Qualche cosa, molto anzi, di quest’arte carpato-balcanica, traco-illirica, passò, grazie ai Goti che vi soggiornarono sino all’invasione unna, nei territori del Dnieper, in paese trace, in Svezia e in Norvegia. Ma l’occidente, il mezzogiorno e il settentrione non mancarono di falsare tale arte o almeno di mescolarvi elementi evidentemente eterogenei.

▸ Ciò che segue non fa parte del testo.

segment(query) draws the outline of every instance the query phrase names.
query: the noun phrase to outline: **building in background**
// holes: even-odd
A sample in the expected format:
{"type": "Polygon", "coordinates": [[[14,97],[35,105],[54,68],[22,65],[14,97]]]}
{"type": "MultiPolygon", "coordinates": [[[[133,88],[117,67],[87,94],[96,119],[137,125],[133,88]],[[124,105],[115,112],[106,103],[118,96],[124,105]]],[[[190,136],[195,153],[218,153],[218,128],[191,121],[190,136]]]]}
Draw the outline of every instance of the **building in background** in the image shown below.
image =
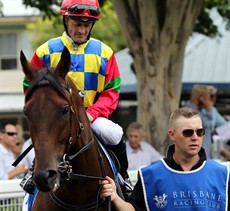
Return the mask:
{"type": "MultiPolygon", "coordinates": [[[[194,84],[213,85],[218,89],[218,111],[230,115],[230,31],[225,29],[222,17],[215,10],[212,11],[212,18],[222,37],[209,38],[201,34],[190,37],[185,49],[180,104],[185,105],[189,100],[194,84]]],[[[137,80],[129,49],[116,53],[116,59],[122,86],[119,106],[112,118],[126,130],[127,125],[136,120],[137,80]]]]}

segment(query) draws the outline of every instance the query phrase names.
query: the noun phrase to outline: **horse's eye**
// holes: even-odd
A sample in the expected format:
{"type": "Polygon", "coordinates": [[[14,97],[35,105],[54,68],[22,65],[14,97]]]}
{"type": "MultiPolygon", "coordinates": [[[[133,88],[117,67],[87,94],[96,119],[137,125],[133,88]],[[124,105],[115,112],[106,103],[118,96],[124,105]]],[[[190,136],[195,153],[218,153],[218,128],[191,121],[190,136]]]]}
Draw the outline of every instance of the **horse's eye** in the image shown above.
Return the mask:
{"type": "Polygon", "coordinates": [[[70,109],[69,107],[65,107],[65,108],[63,109],[63,111],[62,111],[63,116],[67,116],[67,115],[68,115],[69,109],[70,109]]]}

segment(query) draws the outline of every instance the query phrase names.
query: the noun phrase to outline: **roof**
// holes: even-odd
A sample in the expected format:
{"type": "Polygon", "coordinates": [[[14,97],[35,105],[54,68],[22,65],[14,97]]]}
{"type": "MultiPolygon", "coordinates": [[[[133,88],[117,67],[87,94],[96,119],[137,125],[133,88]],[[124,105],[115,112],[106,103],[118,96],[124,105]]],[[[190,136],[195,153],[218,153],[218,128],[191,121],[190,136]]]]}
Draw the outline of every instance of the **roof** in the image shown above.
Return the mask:
{"type": "Polygon", "coordinates": [[[3,4],[2,12],[5,17],[18,16],[35,16],[39,15],[40,11],[32,7],[26,7],[23,0],[1,0],[3,4]]]}
{"type": "MultiPolygon", "coordinates": [[[[230,90],[230,31],[225,29],[221,16],[212,12],[221,38],[201,34],[190,37],[185,49],[182,89],[190,90],[194,84],[213,84],[218,90],[230,90]]],[[[115,54],[121,72],[121,93],[136,91],[136,76],[131,70],[132,57],[128,48],[115,54]]]]}

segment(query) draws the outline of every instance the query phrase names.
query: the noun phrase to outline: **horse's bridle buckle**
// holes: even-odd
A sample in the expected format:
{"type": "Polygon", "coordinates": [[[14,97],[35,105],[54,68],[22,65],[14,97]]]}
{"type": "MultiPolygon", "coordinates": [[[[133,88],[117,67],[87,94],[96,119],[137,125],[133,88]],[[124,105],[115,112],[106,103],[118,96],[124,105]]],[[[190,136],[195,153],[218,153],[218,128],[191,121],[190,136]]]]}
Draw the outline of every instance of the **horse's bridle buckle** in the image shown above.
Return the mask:
{"type": "Polygon", "coordinates": [[[66,180],[71,178],[71,173],[73,172],[72,166],[69,161],[65,159],[66,154],[63,156],[63,161],[59,164],[58,171],[61,177],[64,177],[66,180]]]}

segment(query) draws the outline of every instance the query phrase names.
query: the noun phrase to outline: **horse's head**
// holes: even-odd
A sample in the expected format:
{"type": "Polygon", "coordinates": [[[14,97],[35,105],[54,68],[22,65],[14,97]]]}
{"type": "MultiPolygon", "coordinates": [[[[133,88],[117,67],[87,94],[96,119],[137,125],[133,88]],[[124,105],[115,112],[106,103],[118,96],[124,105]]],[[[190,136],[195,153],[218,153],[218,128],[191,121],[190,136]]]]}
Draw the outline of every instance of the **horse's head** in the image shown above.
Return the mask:
{"type": "Polygon", "coordinates": [[[20,60],[30,80],[24,113],[35,149],[34,181],[40,191],[55,191],[60,183],[59,164],[80,133],[76,107],[84,109],[75,85],[66,77],[70,53],[64,48],[55,70],[37,71],[23,52],[20,60]]]}

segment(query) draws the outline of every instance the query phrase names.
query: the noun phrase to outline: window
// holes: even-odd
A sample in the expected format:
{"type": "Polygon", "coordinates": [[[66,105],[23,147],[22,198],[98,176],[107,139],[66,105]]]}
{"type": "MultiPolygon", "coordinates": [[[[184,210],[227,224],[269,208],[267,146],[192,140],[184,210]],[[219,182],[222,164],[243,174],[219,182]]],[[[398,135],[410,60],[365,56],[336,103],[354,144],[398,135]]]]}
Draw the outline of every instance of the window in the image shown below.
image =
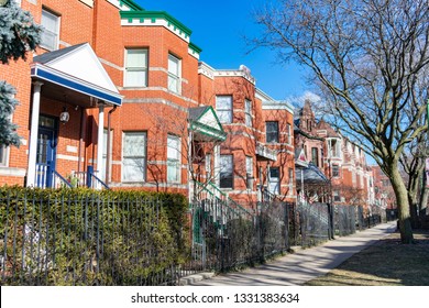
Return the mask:
{"type": "Polygon", "coordinates": [[[340,167],[339,165],[332,165],[332,176],[339,177],[340,176],[340,167]]]}
{"type": "Polygon", "coordinates": [[[266,142],[278,142],[278,122],[265,122],[266,142]]]}
{"type": "Polygon", "coordinates": [[[222,124],[232,123],[232,96],[217,96],[216,112],[222,124]]]}
{"type": "Polygon", "coordinates": [[[147,50],[125,50],[125,87],[147,87],[147,50]]]}
{"type": "Polygon", "coordinates": [[[331,139],[329,141],[329,150],[331,157],[340,157],[340,141],[337,139],[331,139]]]}
{"type": "Polygon", "coordinates": [[[42,26],[41,46],[50,51],[58,50],[59,16],[46,10],[42,10],[42,26]]]}
{"type": "Polygon", "coordinates": [[[333,200],[337,202],[341,201],[340,191],[333,190],[333,200]]]}
{"type": "Polygon", "coordinates": [[[180,92],[180,59],[168,55],[168,90],[180,92]]]}
{"type": "Polygon", "coordinates": [[[249,99],[244,100],[244,112],[246,127],[252,127],[252,101],[249,99]]]}
{"type": "Polygon", "coordinates": [[[250,156],[245,156],[245,173],[253,177],[253,158],[250,156]]]}
{"type": "Polygon", "coordinates": [[[180,139],[167,136],[167,182],[180,183],[180,139]]]}
{"type": "Polygon", "coordinates": [[[122,180],[144,182],[146,176],[146,133],[124,133],[122,152],[122,180]]]}
{"type": "Polygon", "coordinates": [[[278,195],[280,193],[280,169],[278,167],[270,168],[268,191],[278,195]]]}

La più osservata e citata tra le forme con cui si manifesta l’influenza occidentale viene dall’Italia, ossia quasi esclusivamente da Venezia, attraverso quella Dalmazia che fu per secoli una provincia della Repubblica di San Marco. L’oreficeria, la fabbricazione delle pietre false, fornirono vantaggiosamente merci a tutto l’occidente della penisola; in uno dei lavori pubblicati da Haberlandt si vede anzi l’alato leone di Venezia accanto alle aquile bicipiti richieste dalle abitudini politiche, dalle tradizioni e dalle aspirazioni dei Balcanici. La filigrana di Venezia entrò nel programma del lusso, ecclesiastico o profano, dei Greci, degli Slavi, dei Romeni. Ma fu tutto.

  1. V. i nostri Studii și documente, III, p. LIII.
  2. Circa la spada ordinata da Stefano il Grande, principe di Moldavia, a Genova, v. i nostri Acte și fragmente, III, p. 43. Cfr. Iorga o Balș; Histoire de l’art roumain, Paris 1920.